The framing the course eventually lands on is that AI evals are a feedback loop rather than a gate. You evaluate before release to catch obvious failures and build evidence for go/no-go decisions. You evaluate in production to find out what the pre-release evals missed, and to calibrate the tools you’ll use for the next round. Neither phase is optional, and neither gives you certainty.

I’ve just finished the course, and I loved it.

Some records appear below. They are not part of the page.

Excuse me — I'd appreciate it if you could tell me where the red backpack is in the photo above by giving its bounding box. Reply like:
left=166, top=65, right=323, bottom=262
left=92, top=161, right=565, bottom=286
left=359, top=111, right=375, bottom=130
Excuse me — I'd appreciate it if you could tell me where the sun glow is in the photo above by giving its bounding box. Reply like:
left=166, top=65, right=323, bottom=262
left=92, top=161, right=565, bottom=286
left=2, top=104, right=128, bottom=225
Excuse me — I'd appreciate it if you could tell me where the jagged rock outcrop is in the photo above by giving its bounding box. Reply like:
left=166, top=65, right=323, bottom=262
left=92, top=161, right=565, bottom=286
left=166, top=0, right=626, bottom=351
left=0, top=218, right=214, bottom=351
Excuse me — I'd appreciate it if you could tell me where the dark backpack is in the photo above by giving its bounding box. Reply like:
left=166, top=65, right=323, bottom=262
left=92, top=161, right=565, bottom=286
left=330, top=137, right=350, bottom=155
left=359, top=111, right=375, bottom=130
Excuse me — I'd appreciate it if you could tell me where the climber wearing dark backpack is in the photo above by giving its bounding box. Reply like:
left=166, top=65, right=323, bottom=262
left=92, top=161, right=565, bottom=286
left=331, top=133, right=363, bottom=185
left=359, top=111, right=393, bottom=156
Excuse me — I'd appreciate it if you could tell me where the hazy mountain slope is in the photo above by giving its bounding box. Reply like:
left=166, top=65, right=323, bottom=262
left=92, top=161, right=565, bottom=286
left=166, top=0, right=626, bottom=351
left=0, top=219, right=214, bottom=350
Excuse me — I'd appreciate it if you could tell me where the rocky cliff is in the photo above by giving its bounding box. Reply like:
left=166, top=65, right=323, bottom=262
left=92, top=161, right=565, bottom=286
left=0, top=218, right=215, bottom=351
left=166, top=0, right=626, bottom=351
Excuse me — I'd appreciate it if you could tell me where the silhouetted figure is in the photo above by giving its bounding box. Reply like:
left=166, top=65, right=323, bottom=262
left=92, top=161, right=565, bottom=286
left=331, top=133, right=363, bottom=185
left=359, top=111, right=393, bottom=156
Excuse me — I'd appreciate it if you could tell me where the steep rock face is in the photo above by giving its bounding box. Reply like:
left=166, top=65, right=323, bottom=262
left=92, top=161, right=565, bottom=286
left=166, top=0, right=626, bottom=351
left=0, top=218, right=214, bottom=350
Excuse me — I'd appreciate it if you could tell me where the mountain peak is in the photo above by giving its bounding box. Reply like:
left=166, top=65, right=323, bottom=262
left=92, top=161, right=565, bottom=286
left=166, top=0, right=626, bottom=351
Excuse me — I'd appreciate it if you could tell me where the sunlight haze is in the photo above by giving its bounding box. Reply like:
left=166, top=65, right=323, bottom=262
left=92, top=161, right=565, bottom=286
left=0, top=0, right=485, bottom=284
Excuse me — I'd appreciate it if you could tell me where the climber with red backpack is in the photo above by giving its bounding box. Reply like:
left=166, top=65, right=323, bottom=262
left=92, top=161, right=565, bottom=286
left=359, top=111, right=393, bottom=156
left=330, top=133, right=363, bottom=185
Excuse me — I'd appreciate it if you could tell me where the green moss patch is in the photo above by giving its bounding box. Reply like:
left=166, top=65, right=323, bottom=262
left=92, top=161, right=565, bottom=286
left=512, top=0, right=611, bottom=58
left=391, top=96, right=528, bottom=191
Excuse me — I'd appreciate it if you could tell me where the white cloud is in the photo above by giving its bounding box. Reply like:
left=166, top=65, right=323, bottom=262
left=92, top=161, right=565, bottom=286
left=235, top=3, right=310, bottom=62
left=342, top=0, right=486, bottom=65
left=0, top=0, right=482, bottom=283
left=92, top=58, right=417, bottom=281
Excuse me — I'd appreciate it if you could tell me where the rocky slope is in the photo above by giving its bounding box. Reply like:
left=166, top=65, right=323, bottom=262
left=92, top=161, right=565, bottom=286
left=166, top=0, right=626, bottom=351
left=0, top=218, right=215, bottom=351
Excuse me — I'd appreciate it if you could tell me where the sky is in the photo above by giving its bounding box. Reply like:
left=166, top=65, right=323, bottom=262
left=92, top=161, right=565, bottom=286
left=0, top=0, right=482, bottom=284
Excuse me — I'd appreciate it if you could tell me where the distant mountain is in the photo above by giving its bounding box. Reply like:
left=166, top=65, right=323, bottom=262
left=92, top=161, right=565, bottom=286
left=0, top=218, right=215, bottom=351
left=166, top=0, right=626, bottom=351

It has left me with a framework, and the insight that which parts of it I lean on will produce different outcomes — and that’s fine, because different product contexts call for different trade-offs. What it’s also left me with is a different relationship with the scores themselves. Evals are the single most underused tool in AI-enabled application testing right now, and none of what I’ve learned here has changed that view. It’s made me want to hold the scores with more care, not less confidence in the practice. A passing eval suite for a deterministic system means something clean. A passing eval suite for an AI product means: the evaluator, given this rubric, scored these outputs above the threshold we set, against this test set, as of this run. That’s worth knowing. It’s just not the same thing.

The meta-loop, evaluating the evaluator, isn’t a flaw in the process. It is the process.